London: Standard Chartered reported a 46 per cent drop in first-half profit as falling revenue outstripped cost cuts amid turbulent markets and slowing growth in emerging economies.
Adjusted pretax profit was $994 million in the first half compared to $1.8 billion a year earlier, the London-based lender said in a filing Wednesday. That fell short of the $1.12 billion average estimate of five analysts surveyed. Adjusted revenue fell 20 perc ent to $6.81 billion.
Chief executive officer Bill Winters, 54, in his first year in the job raised capital, suspended the dividend, and laid out plans for cutting 15,000 jobs and restructuring or divesting $100 billion of risky assets. A sharp drop in revenue and surging loan impairments drove the Asia-focused lender to its first annual loss since 1989 last year. Jose Vinals, an International Monetary Fund executive, was named the bank’s new chairman last week, adding to Winters’s rebuilt management team.
“Although our performance has substantially improved, income growth remains muted and returns are weak,” Winters said in the statement. “The progress we have made has been hard won, and has been achieved against a backdrop of deteriorating external conditions. Interest rate expectations are lower for longer than previously predicted, growth in our markets is slow and global trade volumes are down.”
The bank trades at about half its book value after the stock plunged 39 per cent in 2015. The shares have climbed 4.6 per cent this year before today, avoiding the plunges many other UK-based banks have faced after the nation’s vote to leave the European Union.

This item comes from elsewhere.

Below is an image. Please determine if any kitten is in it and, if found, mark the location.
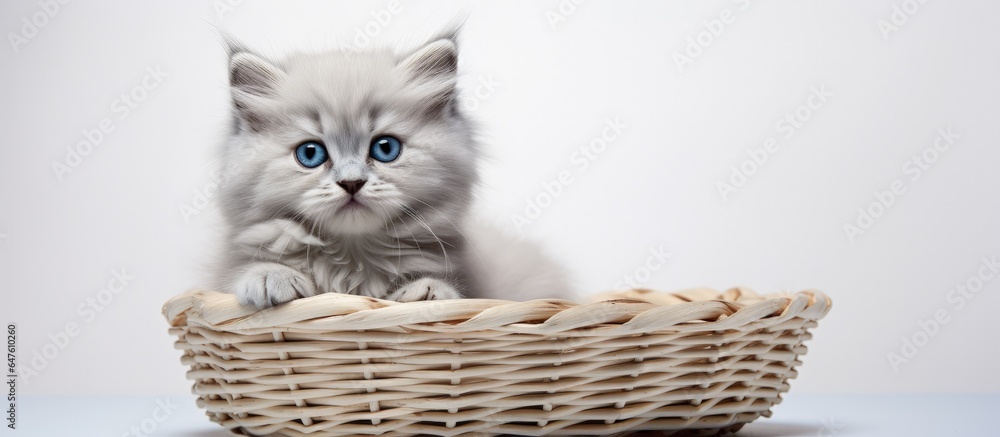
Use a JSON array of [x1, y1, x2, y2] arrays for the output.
[[214, 32, 567, 308]]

Winters has been shrinking the balance sheet and tightening lending standards after his predecessor Peter Sands was replaced last June after eight years at the helm. The CEO has also hired several senior executives and cracked down on ethics within the bank after discovering some employees were acting “ above the law.”
HSBC Holdings, the other UK bank that gets most of its profit in Asia, said pretax profit fell 45 per cent to $3.61 billion in the second quarter from a year ago.